What makes this PvP environment more engaging is the method for keeping the exotic loot you find. Because the Dark Zone is a highly contaminated area, even the weapons/equipment players find require quarantine. Due to this, when players have what they want, they must find an extraction point to call for aid. Once an extraction is requested via helicopter, a countdown timer begins and a local alert is sent out to nearby players. This means any player can move into an extraction point and also request to airlift out their own equipment too. However with the PvP aspect in play, they also have the option of taking you out and leaving you to drop your spoils, potentially missing your extraction. It’s an adrenaline-fueled experience seeing a rush of players coming from all angles to join the firefight to hold an extraction point, unknowing as whether these players are looking to help out or straight-up go rogue and kill everyone involved. DZ extractions are most certainly the game’s most heart-racing moments.

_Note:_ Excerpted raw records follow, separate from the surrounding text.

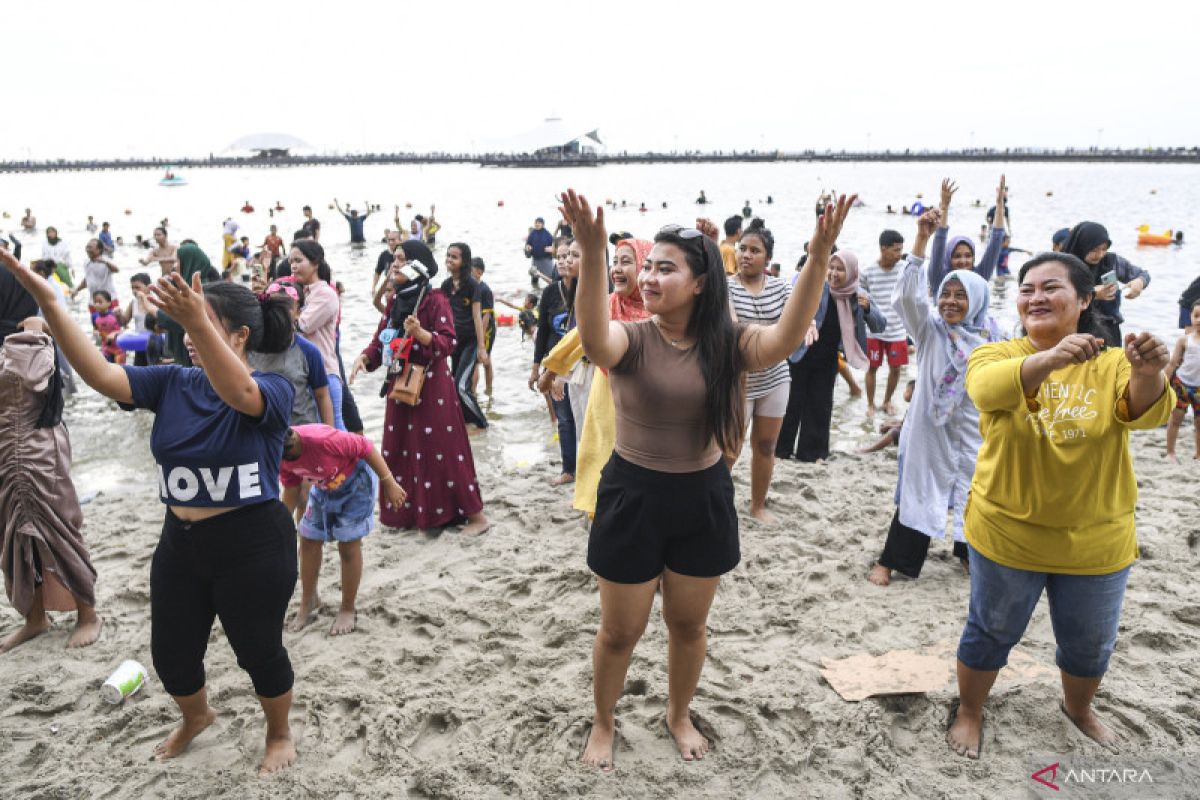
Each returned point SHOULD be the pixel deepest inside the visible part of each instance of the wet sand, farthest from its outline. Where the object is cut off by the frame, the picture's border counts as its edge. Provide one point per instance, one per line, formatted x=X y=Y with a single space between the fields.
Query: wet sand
x=469 y=675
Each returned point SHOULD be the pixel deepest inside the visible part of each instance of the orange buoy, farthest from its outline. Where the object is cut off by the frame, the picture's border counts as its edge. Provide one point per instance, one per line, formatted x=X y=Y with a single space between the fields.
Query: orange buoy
x=1156 y=240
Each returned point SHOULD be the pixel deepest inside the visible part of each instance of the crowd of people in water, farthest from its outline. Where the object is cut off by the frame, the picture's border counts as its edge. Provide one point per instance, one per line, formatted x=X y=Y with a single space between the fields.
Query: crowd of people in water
x=663 y=359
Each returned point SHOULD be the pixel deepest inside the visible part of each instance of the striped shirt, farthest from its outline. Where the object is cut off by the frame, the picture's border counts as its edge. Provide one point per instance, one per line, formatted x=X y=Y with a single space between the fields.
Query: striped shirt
x=763 y=308
x=879 y=284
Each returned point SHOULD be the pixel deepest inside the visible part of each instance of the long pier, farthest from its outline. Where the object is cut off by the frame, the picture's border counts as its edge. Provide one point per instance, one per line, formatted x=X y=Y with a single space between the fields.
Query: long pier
x=1147 y=155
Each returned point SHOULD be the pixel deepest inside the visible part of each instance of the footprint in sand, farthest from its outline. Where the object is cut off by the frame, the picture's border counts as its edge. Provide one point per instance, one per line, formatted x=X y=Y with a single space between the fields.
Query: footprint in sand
x=436 y=735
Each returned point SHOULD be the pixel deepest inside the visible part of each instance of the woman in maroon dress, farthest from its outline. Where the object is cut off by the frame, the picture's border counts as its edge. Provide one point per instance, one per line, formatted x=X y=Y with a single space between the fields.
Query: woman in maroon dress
x=425 y=445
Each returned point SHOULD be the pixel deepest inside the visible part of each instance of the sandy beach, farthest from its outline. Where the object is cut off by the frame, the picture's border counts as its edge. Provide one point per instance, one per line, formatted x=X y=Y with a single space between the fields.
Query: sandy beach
x=469 y=675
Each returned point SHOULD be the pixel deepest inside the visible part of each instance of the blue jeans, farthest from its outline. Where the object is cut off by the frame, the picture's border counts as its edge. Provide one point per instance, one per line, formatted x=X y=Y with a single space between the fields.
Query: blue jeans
x=565 y=429
x=1084 y=611
x=335 y=398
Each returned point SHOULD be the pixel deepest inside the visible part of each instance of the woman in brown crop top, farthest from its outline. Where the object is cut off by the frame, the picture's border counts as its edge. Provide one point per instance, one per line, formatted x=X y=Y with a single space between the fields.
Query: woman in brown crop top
x=665 y=503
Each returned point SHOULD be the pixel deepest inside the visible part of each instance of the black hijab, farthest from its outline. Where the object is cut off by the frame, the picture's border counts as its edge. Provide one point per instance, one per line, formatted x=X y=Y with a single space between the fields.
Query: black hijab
x=16 y=304
x=1084 y=239
x=405 y=302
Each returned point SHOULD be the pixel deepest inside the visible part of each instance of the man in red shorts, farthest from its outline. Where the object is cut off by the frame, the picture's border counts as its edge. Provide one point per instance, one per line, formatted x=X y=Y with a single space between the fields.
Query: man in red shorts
x=880 y=278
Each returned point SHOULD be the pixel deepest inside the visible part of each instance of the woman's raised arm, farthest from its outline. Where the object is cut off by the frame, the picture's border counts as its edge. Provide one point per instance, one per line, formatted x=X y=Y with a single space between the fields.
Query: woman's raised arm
x=108 y=379
x=604 y=342
x=228 y=373
x=766 y=346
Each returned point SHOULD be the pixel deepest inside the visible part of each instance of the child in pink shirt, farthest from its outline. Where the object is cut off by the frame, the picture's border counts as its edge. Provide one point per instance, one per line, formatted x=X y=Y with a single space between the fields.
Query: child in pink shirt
x=347 y=473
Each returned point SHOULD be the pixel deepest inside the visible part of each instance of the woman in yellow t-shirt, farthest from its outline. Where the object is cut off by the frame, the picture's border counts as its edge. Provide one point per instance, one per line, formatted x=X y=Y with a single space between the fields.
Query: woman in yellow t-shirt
x=1051 y=505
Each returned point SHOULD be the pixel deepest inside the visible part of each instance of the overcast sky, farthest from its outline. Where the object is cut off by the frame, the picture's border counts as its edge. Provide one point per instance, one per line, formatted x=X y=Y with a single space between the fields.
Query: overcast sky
x=124 y=78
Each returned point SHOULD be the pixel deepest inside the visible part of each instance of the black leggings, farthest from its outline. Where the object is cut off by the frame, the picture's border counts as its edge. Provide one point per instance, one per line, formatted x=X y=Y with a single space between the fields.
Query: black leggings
x=351 y=415
x=907 y=548
x=805 y=427
x=239 y=566
x=462 y=364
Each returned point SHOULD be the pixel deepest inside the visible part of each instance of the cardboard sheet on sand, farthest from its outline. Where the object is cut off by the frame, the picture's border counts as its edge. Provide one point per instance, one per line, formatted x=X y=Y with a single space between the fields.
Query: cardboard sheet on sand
x=912 y=672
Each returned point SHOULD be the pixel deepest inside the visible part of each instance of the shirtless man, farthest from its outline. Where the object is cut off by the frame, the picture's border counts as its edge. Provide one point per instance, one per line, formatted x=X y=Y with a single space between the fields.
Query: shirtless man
x=163 y=254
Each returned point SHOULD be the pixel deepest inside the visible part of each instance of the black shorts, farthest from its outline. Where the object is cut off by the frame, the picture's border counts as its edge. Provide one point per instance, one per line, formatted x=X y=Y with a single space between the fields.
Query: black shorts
x=647 y=521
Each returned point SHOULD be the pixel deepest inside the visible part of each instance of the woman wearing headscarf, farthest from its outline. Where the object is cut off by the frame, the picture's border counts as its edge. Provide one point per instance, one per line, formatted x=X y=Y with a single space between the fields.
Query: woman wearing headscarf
x=960 y=252
x=1089 y=241
x=599 y=432
x=841 y=320
x=425 y=445
x=940 y=437
x=43 y=557
x=191 y=260
x=1054 y=495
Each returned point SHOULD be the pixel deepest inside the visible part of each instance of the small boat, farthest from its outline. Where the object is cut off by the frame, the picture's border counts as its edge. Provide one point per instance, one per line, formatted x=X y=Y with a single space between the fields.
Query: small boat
x=1155 y=240
x=173 y=179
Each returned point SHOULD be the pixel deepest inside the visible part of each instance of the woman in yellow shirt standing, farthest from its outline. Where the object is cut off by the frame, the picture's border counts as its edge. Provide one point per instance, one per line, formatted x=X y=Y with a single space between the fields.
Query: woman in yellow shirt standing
x=1051 y=505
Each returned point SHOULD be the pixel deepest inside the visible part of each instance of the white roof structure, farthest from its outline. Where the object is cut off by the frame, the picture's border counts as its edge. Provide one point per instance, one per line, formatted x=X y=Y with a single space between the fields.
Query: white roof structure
x=552 y=133
x=256 y=143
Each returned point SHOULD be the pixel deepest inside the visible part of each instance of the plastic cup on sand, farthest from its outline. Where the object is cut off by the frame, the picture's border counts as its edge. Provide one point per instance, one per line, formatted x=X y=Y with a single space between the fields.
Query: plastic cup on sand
x=129 y=678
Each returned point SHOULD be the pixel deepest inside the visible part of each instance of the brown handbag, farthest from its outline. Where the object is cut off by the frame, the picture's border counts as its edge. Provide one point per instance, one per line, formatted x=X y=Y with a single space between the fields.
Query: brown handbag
x=408 y=384
x=409 y=378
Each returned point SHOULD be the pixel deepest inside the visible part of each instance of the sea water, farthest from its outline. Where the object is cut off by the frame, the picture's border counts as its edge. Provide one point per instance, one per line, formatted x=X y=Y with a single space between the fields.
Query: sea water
x=492 y=210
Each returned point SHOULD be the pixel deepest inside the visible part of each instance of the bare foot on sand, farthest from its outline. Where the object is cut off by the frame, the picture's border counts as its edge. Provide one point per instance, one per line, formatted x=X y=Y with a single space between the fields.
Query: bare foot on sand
x=691 y=743
x=477 y=524
x=965 y=734
x=598 y=750
x=181 y=737
x=28 y=631
x=1091 y=727
x=281 y=753
x=762 y=515
x=305 y=614
x=880 y=575
x=343 y=623
x=87 y=631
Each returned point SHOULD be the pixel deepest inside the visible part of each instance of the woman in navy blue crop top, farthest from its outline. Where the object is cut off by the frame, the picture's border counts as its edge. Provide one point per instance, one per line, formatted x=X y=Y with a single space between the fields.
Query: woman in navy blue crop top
x=228 y=545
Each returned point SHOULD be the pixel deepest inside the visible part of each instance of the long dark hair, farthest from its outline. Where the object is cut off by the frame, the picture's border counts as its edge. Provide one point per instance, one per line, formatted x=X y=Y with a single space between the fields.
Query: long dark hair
x=269 y=320
x=717 y=340
x=316 y=253
x=1080 y=276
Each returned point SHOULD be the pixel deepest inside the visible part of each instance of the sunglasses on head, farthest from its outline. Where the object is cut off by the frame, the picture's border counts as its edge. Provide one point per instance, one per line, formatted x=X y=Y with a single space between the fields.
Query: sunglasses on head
x=681 y=232
x=688 y=234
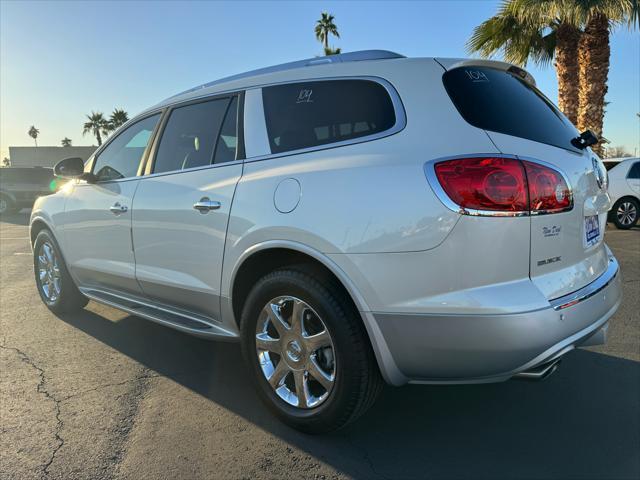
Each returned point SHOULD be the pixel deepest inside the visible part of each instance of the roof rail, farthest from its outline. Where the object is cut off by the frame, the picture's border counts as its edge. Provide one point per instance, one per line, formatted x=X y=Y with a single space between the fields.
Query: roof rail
x=339 y=58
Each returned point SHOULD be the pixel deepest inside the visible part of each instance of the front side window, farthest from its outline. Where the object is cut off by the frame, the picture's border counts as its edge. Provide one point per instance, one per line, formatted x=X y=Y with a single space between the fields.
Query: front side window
x=194 y=133
x=310 y=114
x=121 y=158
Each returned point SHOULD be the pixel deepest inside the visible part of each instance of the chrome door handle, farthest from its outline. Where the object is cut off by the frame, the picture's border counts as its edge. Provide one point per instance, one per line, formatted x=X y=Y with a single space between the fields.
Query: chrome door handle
x=117 y=209
x=204 y=205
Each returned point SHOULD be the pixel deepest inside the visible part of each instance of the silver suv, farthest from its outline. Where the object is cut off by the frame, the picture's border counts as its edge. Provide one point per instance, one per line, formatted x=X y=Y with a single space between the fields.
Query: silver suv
x=350 y=219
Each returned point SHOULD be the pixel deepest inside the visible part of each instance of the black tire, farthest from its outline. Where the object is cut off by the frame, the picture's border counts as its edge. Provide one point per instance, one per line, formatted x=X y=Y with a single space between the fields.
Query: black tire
x=625 y=213
x=69 y=298
x=7 y=206
x=357 y=377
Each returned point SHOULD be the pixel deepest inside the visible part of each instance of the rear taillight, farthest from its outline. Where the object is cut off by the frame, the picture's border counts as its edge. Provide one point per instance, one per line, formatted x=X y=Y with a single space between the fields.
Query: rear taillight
x=548 y=191
x=497 y=184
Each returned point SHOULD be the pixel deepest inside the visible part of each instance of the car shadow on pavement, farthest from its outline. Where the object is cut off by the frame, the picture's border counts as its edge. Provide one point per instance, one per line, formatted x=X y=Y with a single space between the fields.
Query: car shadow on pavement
x=583 y=421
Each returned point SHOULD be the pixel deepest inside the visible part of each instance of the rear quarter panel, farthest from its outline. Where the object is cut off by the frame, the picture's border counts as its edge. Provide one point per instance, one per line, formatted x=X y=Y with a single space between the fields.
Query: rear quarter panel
x=368 y=197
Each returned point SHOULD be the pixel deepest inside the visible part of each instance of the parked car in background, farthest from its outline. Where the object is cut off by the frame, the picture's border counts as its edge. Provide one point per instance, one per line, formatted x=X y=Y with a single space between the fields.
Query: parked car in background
x=20 y=186
x=624 y=190
x=348 y=219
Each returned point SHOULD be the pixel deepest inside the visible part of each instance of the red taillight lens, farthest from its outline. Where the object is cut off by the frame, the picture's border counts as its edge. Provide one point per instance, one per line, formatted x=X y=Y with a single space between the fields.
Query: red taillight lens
x=548 y=192
x=497 y=184
x=503 y=185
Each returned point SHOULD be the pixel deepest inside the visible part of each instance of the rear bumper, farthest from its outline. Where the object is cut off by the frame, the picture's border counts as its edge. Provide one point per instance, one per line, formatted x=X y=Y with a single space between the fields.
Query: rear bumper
x=457 y=348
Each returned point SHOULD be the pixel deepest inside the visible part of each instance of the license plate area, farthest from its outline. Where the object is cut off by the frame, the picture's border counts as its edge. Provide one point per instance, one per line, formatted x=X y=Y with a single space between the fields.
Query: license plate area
x=591 y=230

While I found myself really enjoying my roughly 40 hours with The Division, it does have its problems. In particular, it’s the online requirement to playing the game. Players can go through the campaign completely solo, without opting to matchmake for help. As a matter of fact, outside of safe houses and the Dark Zone, if a player doesn’t start matchmaking, they won’t encounter any other players out in the rest of the city. Meaning that unless specifically opted, the game can be played in singleplayer, which from that point negates a required online connection. And as with all online games, the potential for lag causes havoc particularly in firefights. Another issue with the online play is enemy difficulty scaling in relation to the players in your team. Many times that I joined up with players roughly around my skill level, the enemies would be within our difficulty level. However if a player of a significantly higher level than us joined, then the enemies would scale to match that player leaving us utterly weak to do any damage and be almost instantly killed. It’s a weird design choice that created frustration, causing me to leave the group and restart the mission with a completely different set of matchmade teammates.
Outside of this, two smaller but still annoying issues caused grief. The first was reload cancellations, which are caused when diving in a direction which reloading. In just about every firefight, at least twice I would pop out of cover to shoot an enemy only to have my gun requiring a reload, because the emergency roll I needed to make a from a live grenade caused the reload to stop. It’s a very ‘video game first world problem’ for sure, but it’s a heat-of-the-moment aspect that really does make or break hectic gunfights. The other issue is the lack of a crouch function, which is a staple mechanic for any military shooter. The only way a player can crouch is behind low cover, which means if an enemy is on higher ground behind cover and you want to cautiously make your way across the battlefield without being snapped to the game’s geometry, you’re out of luck.
With that all said, I still find an extremely enjoyable experience inside The Division. Clever, intricate game design and a wonderfully optional multiplayer experience make this game one to pay attention to if you’re into online shooters. The game is huge, brimming with detail and content, and this is just the beginning of what Ubisoft has to offer – I can’t wait to see what they’re going to deliver with DLC.